I believe I have made peace with the pickaninny doll. I just sat down and had a talk with her, got to know her a little better. She’s asked me to call her Annie. What I realized in talking to her is that she is just a doll, a happy little black doll who happens to carry a basket. She is not that horrible stereotypical racial caricature with the huge mouth surrounded by big red lips, eatin’ watermelon and buggin’ her eyes out. She is not trying to glorify slavery or rewrite history to make us all feel better. She is just a doll. So I am just going to chill and let her and Lovey have their fun. There. (But for those of you that are interested in an analysis of the history of the pickaninny, click here.)

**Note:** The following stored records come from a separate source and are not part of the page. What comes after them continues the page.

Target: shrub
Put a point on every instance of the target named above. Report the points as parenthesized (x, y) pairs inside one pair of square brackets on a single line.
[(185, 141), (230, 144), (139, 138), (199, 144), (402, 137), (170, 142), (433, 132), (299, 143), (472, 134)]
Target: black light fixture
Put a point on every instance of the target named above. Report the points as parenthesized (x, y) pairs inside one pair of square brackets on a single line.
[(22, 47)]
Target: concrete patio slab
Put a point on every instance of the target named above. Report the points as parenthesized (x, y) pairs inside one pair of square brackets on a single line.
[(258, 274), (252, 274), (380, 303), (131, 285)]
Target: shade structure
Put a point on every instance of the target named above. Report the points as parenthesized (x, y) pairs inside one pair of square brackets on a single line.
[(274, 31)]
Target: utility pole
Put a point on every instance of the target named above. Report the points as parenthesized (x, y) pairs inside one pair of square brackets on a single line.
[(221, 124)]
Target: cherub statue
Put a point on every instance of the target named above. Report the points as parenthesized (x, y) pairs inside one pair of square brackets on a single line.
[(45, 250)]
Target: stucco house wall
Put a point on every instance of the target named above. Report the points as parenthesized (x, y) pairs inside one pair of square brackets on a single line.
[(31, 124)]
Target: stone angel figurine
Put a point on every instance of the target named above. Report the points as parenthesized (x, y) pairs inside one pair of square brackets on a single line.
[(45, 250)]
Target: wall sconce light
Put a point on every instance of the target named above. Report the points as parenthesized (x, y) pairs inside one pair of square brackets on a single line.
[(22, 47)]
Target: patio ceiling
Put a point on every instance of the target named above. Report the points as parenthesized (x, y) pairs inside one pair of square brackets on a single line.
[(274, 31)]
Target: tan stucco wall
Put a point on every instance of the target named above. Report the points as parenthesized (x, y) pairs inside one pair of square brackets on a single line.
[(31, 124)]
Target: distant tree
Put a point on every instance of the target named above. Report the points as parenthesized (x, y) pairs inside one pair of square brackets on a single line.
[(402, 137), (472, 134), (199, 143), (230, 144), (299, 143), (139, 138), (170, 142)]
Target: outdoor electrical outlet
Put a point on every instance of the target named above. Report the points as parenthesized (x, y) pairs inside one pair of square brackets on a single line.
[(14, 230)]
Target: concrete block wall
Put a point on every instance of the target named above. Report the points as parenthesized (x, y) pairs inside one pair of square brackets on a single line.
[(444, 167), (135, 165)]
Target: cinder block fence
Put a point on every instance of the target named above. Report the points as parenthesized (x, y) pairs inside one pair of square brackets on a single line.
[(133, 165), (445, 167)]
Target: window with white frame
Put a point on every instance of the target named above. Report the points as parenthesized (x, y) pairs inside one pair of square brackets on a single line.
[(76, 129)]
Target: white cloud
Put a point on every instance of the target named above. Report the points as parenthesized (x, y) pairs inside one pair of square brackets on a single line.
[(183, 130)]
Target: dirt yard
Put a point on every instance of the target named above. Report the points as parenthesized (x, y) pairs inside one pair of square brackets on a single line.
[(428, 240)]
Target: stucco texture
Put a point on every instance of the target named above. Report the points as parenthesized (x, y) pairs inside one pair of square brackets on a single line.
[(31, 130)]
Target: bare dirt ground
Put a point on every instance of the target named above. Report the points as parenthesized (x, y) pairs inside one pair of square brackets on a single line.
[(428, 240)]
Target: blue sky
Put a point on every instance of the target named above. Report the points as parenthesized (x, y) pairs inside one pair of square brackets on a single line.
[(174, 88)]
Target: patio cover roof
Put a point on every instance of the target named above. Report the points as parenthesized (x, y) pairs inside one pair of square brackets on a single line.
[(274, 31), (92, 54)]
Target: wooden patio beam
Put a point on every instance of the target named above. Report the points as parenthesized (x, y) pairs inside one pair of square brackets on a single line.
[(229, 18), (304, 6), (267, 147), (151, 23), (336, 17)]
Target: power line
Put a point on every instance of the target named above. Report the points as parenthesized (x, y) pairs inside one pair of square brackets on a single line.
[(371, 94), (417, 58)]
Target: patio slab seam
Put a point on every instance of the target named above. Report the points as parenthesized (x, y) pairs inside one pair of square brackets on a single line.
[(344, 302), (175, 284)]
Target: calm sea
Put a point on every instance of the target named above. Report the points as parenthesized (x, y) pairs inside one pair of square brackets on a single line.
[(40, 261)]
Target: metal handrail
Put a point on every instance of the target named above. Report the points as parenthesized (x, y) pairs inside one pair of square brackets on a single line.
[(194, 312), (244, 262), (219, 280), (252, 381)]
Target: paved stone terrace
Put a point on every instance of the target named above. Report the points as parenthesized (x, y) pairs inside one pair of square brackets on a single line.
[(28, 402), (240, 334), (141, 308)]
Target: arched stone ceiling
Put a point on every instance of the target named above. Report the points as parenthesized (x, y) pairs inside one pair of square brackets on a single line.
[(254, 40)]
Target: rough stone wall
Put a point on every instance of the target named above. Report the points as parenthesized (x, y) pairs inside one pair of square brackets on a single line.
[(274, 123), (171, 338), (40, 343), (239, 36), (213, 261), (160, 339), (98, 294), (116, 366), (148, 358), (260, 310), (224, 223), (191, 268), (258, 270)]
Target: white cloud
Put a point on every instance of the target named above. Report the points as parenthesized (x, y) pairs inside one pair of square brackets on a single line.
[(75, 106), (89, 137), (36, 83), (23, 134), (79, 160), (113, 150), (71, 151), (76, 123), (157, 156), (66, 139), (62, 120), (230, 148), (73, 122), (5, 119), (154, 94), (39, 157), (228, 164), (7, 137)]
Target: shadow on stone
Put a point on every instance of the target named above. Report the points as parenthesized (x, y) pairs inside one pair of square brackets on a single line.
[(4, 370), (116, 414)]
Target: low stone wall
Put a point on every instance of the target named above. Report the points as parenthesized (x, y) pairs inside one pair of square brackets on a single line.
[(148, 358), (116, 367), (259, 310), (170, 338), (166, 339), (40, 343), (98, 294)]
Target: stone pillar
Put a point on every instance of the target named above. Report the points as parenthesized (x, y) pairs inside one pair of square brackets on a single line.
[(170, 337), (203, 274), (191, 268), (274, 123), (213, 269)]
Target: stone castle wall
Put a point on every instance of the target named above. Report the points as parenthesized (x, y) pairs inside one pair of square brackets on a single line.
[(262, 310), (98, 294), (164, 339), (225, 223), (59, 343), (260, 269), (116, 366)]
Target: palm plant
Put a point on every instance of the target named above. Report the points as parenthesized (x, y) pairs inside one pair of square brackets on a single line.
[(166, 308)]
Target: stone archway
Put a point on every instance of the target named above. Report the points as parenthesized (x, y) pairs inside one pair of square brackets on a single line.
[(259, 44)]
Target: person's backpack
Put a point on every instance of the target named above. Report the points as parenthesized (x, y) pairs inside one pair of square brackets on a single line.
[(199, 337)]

In other news, I’ve been having some trouble connecting to the Internet today. I am not sure what the problem is. I have checked all the connections and everything is plugged in and on. So what the?? I am writing this offline and hope to post at a later time.
In even other news, let’s talk about this movie Open Water. I haven’t seen it, of course (I don’t really get to see much of anything in the theater, and the only reason I know about this is I saw the trailer for it when I want to see Fahrenheit 9/11). But I am so freaked out about it that I have spent hours looking up info related to it. It’s “based on true events”! What could be more compelling?? Here’s the basic plotline: a couple goes on a chartered boat expedition to go deep-sea scuba diving during their vacation in the Caribbean. Due to a bungled headcount by the charter people, when they surface from the dive, the boat is gone. They are stranded in the middle of the ocean, and nobody realizes they are gone. Bad enough, right? Well, they are in shark-infested waters, and they start to see fins slipping past them.
Errrrrr!!! This is the kind of movie that makes me freak out about getting into a pool, never mind the ocean. Why do sharks freak us all out so much? I think it has something to do with (a) the fear of being hunted and (b) well, yes, the sheer horror of being eaten alive. I guess that would bug you. There is a bit of controversy over this film, because most people assume it is based on one real-life story (the disappearance of the Lonergans in the Great Barrier Reef in 1998) in particular. But in researching this, I have discovered that this is not an isolated incident. Not. An. Isolated. Incident. That is to say, it has happened before. More than once. So, kids, for those of you who really love the ocean and might consider being dropped off by a boat in the middle of the ocean to go scuba diving – well, consider yourselves warned, is all I’m saying.
I don’t plan on seeing the movie, by the way. Because I am not the bad ass “sharks don’t scare me” kind of gal that can handle this kind of movie. Oh, and I should mention that I do have a fear of being in water over my head, which stems back to my early trauma in the shallow end of the pool at the Allston-Brighton YMCA…but that is a story for another time.